Coronavirus KR – Quel silenzio che non va bene

La mattina mi tocca passare da quella scuola elementare. Mi succede quando esco con il cane. Un breve giro dell’isolato per restare nella norma dei duecento metri imposto dalle ordinanze governative e regionali. Per cinquanta giorni almeno sempre lo stesso paesaggio. Palazzi con persone che stanno sul balcone che ti osservano come un oggetto estraneo, gatti selvatici che ormai hanno preso possesso del parco inutilizzato, e poi ad un certo punto ti ritrovi le scuole. Già, la scuola elementare della Santa Croce, poi magari ti ritrovi a guardare la scuola media Giovanni XXIII, e infine la Anna Frank.

   Solitamente a quell’ora del mattino, m’ero abituato ad ascoltare i clacson delle auto, e osservavo i genitori che accompagnavano i figli nelle loro scuole. Conversazioni tra mamma e figlio o tra papà e figlia, o viceversa. Scene di assoluta normalità di un giorno appena iniziato qui a Crotone.

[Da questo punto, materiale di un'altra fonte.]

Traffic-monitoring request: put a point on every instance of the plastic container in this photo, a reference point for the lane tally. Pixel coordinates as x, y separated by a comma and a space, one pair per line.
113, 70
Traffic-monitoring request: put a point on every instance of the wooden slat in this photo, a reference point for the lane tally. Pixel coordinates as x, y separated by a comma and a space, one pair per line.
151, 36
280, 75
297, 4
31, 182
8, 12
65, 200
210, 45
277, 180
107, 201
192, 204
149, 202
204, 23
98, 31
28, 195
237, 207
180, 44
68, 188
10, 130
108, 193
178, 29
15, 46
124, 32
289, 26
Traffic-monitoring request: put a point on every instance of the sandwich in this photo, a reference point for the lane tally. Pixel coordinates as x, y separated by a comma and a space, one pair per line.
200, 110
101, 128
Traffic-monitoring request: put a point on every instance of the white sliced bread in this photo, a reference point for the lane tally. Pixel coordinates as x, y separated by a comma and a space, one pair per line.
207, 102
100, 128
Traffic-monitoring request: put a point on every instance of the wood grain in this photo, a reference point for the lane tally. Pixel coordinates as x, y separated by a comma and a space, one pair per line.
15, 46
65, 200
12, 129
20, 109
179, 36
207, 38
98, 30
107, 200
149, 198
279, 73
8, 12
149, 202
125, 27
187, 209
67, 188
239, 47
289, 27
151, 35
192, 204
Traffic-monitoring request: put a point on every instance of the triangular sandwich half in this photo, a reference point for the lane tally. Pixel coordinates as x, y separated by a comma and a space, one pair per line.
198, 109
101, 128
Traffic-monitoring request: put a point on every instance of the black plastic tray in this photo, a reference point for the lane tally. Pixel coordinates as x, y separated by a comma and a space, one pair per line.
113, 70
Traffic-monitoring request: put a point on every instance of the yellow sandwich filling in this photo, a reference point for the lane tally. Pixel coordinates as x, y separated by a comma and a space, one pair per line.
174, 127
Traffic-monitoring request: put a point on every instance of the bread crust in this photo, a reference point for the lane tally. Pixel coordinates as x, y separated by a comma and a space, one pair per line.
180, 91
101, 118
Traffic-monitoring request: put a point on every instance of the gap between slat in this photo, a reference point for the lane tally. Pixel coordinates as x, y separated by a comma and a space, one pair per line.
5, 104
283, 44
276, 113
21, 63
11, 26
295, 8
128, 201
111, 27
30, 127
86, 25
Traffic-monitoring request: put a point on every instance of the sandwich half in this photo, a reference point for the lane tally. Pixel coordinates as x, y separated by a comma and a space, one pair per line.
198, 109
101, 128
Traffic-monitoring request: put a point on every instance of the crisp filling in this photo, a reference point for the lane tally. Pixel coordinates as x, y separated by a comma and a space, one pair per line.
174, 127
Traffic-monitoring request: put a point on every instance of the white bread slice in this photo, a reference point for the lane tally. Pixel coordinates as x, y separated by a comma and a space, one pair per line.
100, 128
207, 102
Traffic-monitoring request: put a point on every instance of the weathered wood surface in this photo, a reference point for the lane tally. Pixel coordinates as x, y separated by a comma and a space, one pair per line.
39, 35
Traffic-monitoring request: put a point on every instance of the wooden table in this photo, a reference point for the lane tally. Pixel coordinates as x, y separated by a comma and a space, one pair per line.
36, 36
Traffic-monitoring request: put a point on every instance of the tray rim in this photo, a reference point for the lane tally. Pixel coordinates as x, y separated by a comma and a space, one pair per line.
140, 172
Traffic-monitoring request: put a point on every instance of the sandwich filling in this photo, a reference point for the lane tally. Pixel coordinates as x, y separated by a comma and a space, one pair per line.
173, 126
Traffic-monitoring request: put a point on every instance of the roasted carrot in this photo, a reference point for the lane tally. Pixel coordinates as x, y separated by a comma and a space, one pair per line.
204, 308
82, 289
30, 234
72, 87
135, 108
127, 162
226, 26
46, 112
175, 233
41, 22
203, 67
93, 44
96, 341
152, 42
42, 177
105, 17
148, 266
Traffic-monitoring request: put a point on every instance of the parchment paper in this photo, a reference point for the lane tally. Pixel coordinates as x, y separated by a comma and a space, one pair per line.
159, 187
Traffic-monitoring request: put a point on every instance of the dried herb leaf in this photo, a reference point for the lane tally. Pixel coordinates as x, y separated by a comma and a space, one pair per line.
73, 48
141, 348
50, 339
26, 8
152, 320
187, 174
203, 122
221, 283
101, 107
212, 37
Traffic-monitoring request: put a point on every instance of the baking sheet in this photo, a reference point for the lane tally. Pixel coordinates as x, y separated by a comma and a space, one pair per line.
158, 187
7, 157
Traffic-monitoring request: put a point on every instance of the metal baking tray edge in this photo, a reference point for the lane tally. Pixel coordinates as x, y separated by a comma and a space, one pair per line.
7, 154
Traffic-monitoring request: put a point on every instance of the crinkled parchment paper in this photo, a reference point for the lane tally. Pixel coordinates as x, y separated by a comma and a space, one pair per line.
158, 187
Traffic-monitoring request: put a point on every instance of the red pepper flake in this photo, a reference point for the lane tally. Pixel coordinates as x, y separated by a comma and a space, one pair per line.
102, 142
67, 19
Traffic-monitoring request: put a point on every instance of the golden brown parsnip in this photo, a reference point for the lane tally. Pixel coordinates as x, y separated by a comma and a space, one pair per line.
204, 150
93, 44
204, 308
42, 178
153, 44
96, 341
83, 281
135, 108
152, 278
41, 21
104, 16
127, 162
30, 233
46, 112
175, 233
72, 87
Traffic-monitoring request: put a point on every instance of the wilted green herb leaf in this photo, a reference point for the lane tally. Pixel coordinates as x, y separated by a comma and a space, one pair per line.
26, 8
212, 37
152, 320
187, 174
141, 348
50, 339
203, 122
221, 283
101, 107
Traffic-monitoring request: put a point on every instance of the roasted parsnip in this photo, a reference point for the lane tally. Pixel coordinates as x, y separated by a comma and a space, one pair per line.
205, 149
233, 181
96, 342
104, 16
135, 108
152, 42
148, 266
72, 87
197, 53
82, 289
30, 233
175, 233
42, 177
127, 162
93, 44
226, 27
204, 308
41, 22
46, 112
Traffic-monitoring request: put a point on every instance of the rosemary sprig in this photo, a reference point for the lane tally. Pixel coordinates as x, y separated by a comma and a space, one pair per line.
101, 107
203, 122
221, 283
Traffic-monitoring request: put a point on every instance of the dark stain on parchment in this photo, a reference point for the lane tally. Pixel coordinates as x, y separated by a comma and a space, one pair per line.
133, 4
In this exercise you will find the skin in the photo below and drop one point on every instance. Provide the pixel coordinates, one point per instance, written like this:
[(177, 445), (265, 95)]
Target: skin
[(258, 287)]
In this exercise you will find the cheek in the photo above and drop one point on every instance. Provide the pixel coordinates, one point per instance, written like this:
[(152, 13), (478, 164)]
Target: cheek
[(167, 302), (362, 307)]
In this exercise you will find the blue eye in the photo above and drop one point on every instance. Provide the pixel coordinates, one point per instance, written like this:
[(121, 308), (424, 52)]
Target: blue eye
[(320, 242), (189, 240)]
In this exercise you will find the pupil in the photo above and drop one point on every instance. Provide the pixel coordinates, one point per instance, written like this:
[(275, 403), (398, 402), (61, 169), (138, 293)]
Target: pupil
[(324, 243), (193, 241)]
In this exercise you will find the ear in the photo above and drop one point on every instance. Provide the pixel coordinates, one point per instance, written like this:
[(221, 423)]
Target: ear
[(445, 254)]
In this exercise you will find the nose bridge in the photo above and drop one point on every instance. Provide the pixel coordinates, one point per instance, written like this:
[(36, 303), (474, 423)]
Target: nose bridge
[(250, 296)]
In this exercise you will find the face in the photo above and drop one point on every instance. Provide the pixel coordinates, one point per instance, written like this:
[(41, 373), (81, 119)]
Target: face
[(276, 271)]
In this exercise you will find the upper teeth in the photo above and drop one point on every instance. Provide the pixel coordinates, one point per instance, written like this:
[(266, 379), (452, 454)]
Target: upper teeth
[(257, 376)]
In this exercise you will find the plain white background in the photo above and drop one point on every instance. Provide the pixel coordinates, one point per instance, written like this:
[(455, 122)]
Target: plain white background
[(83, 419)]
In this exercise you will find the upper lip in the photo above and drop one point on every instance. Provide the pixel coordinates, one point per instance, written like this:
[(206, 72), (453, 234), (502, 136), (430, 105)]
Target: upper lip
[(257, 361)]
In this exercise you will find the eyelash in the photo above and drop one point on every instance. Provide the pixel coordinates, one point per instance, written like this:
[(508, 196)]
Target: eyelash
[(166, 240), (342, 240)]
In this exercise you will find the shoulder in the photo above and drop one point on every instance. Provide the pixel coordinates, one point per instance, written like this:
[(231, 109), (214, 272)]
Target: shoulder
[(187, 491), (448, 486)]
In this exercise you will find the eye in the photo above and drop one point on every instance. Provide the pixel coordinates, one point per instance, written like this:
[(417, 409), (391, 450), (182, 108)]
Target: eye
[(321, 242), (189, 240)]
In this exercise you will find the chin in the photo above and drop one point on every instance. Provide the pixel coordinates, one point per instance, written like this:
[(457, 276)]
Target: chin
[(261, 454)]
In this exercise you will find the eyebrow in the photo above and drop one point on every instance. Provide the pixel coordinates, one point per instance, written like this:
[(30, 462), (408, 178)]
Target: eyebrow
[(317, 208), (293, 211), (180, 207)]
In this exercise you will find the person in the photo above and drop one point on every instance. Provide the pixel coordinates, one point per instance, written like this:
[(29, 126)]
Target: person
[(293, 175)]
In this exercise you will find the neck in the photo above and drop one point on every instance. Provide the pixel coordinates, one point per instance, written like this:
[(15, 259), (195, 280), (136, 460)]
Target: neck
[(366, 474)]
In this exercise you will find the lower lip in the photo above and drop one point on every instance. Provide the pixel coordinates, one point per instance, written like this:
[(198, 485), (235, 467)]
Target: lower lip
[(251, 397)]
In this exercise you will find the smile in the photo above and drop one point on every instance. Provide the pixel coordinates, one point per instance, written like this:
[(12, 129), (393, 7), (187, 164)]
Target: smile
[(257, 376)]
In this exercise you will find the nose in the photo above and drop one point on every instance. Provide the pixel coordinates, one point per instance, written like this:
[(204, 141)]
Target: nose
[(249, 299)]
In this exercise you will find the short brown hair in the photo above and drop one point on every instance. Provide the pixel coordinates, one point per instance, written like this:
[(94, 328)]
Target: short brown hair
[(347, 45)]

   Oggi le scuole sono chiuse. Non sai quando riapriranno. Il dramma lo vivono certamente i ragazzi e i bambini, così come gli insegnanti. Obbligati a stare dentro casa e a evitare il contatto con i compagni. Una prova durissima che metterà in secondo piano lo studio, nonostante ci sia la migliore delle forze di volontà.

   Oggi c’è questo silenzio.

   Puoi ascoltare le auto passare, ma non ascoltare l’energia dell’infanzia e dell’adolescenza tra le aule è un duro colpo al cuore. Sembra di ascoltare il vuoto di una vita interrotta.

   Tutti a parlare del Coronavirus, e nessuno che si preoccupa di questo silenzio anomalo, brutto, dannoso.

   Certo, c’è la sicurezza e la salute da mettere in primo piano.

   Ma ciò non toglie che questo silenzio sia brutto.

   Ritorno alla mia memoria da ragazzo. Non ero uno che amava tanto andare a scuola. No di certo, ma sapevo che era importante. Ho i miei ricordi che tengo strettamente nel mio cuore, tra alti e bassi. Ma se fosse capitato a me, mi sarei angosciato nel sapere che non avrei potuto risedermi in quel banco accanto al mio compagno di classe.

   Il silenzio che ti zittisce ti rimette in moto un duro confronto con te stesso. Ti rendi conto di quanto manca il vocio dei ragazzi tra una lezione e un’altra. Ti manca sentire qualche maestra che si fa la voce grossa per tenere la disciplina. Ti manca il bidello che apre le porte della scuola, e magari lo vedi che alla fine delle lezioni si mette a pulire con impegno l’aula.

   Scene di quotidianità preziose.

   E ora silenzio.

   Un silenzio che non va. Anche se si tratta del prezzo della prevenzione e della quarantena. Non cambia la sostanza. Resta sempre un silenzio che non va.